Hirntumor: Ergebnisse MRT und PET

Hallo!

Bei einem zweijährigen Kind mit einem anaplastischen Ependymom wurden nach einer Operation Chemo- und Strahlentherapie durchgeführt (der Tumor war in den Hirnstamm eingewachsen und konnte deshalb nicht vollständig operativ entfernt werden).

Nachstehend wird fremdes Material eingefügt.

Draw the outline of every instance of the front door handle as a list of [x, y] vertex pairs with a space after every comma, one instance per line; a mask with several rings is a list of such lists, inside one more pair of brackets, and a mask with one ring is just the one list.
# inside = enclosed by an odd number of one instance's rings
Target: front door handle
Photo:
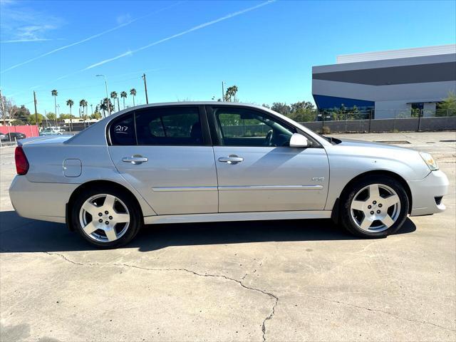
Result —
[[228, 157], [220, 157], [219, 158], [219, 162], [228, 164], [237, 164], [243, 161], [244, 158], [242, 157], [238, 157], [236, 155], [229, 155]]
[[131, 162], [132, 164], [142, 164], [143, 162], [145, 162], [148, 160], [147, 158], [142, 157], [140, 155], [132, 155], [131, 157], [125, 157], [124, 158], [122, 158], [122, 161], [125, 162]]

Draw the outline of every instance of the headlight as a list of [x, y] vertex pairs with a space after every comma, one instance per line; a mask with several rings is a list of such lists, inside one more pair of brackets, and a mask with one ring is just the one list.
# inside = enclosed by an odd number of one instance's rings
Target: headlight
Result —
[[429, 153], [426, 153], [425, 152], [420, 152], [420, 155], [425, 161], [426, 165], [429, 167], [431, 171], [436, 171], [439, 170], [439, 165], [437, 165], [437, 162]]

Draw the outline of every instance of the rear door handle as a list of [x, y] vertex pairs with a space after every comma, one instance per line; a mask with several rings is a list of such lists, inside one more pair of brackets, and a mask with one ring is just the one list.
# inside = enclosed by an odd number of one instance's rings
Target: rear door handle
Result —
[[132, 164], [142, 164], [148, 160], [145, 157], [142, 157], [140, 155], [132, 155], [131, 157], [125, 157], [122, 159], [123, 162], [131, 162]]
[[228, 157], [220, 157], [219, 158], [219, 162], [228, 164], [237, 164], [243, 161], [244, 158], [242, 157], [239, 157], [236, 155], [229, 155]]

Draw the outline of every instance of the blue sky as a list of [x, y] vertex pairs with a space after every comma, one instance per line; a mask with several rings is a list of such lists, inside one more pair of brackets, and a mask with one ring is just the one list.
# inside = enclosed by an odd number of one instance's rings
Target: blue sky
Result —
[[[259, 104], [313, 100], [311, 67], [340, 54], [455, 43], [456, 1], [0, 0], [0, 87], [60, 113], [147, 74], [150, 102], [210, 100], [221, 82]], [[127, 104], [131, 105], [128, 97]]]

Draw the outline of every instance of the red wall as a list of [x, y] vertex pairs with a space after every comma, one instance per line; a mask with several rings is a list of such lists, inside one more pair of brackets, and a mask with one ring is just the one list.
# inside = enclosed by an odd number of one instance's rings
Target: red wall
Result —
[[4, 134], [10, 132], [24, 133], [27, 138], [38, 137], [39, 135], [38, 128], [36, 126], [28, 125], [21, 126], [0, 126], [0, 133]]

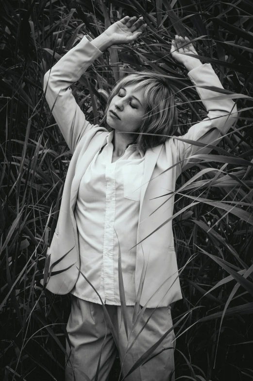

Die PET zeigt, dass nur noch sehr wenige aktive Krebszellen vorhanden sind. Die MRT zeigt, dass sich der Tumor etwas verkleinert hat und weniger auf den Hirnstamm drückt. Das sind die Ergebnisse, die mir von der Mutter des Kindes mündlich mitgeteilt wurden. Wie passen sie zusammen? Besteht der verbliebene Tumor größtenteils aus „nicht-aktiven“ oder „toten“ Zellen? Wie ist das zu verstehen?

Viele Grüße,
Anja

Hallo Anja !

Das PET (Positronen-Emissions-Tomographie) gibt die Stoffwechsel-
aktivität von Zellen über eine radioaktive Marker-Substanz wieder,
kann also schon innerhalb des Tumors die toten von den vitalen
Anteilen des Gewebes unterscheiden. Der Befund selbst ist nicht
ungewöhnlich, da Tumorgewebe aus entarteten Zellen besteht, von
denen ein mehr oder weniger großer Anteil auch mal abstirbt, da
bei ihnen nicht nur die Zellteilung, sondern auch die Zellreparatur
gestört ist. Somit sind tote Zellen bzw. totes Gewebe (sog. Nekrosen)auch ein recht typisches Kriterium für einen Tumor.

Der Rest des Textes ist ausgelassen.